Ever seen "thePlague of_mixed namingstyles WhereNoOne Seems_To_Agree on-what-to-use orWorse-they_start_mixingstyles"? Package repositories, command names, function names...it’s everywhere.
It’s hard to remember both the what and how of a name. Text-completion tools help for code but not package repositories and command-line arguments.
In systems I know where naming chaos ensued, there was initially consistency: one obvious, predictable style. Yet, as if to follow Broken Windows Theory, it only seemed to take one or two people introducing “whatever style they felt like” for everything else to break down.

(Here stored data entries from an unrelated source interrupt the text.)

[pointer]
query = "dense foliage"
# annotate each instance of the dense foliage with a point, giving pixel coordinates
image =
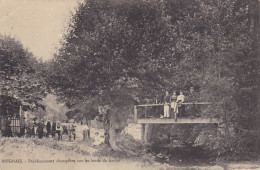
(122, 53)
(21, 81)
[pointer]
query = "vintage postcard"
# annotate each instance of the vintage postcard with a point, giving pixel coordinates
(129, 84)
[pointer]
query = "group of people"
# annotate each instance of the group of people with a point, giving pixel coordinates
(172, 103)
(42, 129)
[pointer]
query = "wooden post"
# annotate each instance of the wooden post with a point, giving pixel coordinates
(135, 114)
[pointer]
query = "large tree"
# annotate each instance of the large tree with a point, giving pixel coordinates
(121, 53)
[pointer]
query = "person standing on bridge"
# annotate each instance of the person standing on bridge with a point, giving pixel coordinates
(181, 108)
(173, 104)
(166, 101)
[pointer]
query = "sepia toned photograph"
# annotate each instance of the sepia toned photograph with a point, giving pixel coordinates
(129, 84)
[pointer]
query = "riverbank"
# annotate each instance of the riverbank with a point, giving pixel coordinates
(47, 153)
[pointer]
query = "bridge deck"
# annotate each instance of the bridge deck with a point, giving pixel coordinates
(179, 121)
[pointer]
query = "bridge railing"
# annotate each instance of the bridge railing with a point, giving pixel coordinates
(162, 104)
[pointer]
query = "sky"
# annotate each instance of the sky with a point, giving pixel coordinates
(38, 24)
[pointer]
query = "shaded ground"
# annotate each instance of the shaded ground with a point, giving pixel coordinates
(97, 158)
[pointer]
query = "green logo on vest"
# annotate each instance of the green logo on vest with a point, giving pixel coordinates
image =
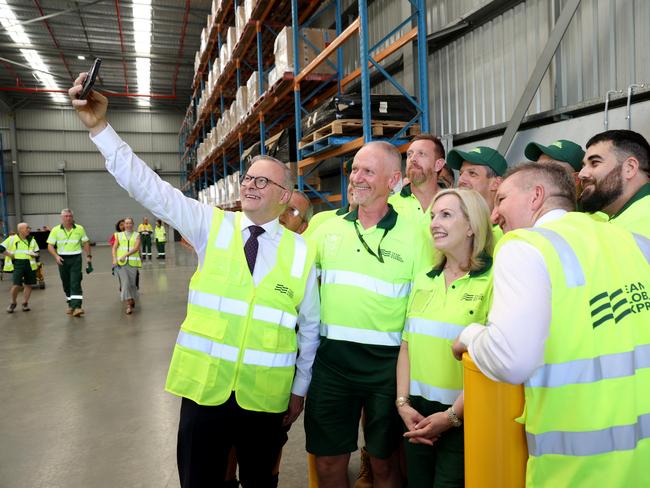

Do people not notice when a pattern has formed? Do they not care? Do they not check first, and later decide they don’t feel like renaming?
A sign of professionalism is maintaining consistency within a unit. For instance, never have a Unix command like "cmd_abc -optOne -opt_two -optthree" (I mean, really, three styles in one command!?).
There are reasons to mix styles, if done so consistently. For instance: in header file "xyz.h", maybe every function is prefixed "xyz_", e.g. xyz_funcA() and xyz_funcB(). While this technically mixes two styles, it is predictable; and arguably, two styles make it easier to identify the prefix (compare: for "xyz_abc_def", is the prefix "xyz" or "xyz_abc"?).
Maybe you are joining namespaces, like C++ bindings for scripting. If C++ uses functionsLikeThis() and it implements TCL commands like "my_tcl_command", it helps to let the string "my_tcl_command" appear unmolested in C++ code instead of being transformed; if one can bend style rules to use someImplFunc_my_tcl_command(), that is superior to forcing someImplFuncMyTclCommand().
Interfaces and package repositories should be consistent. Languages cannot be, because there are good reasons to diverge. My hope is that developers twist names only when that is helpful, and stop arbitrary changes that ruin predictability.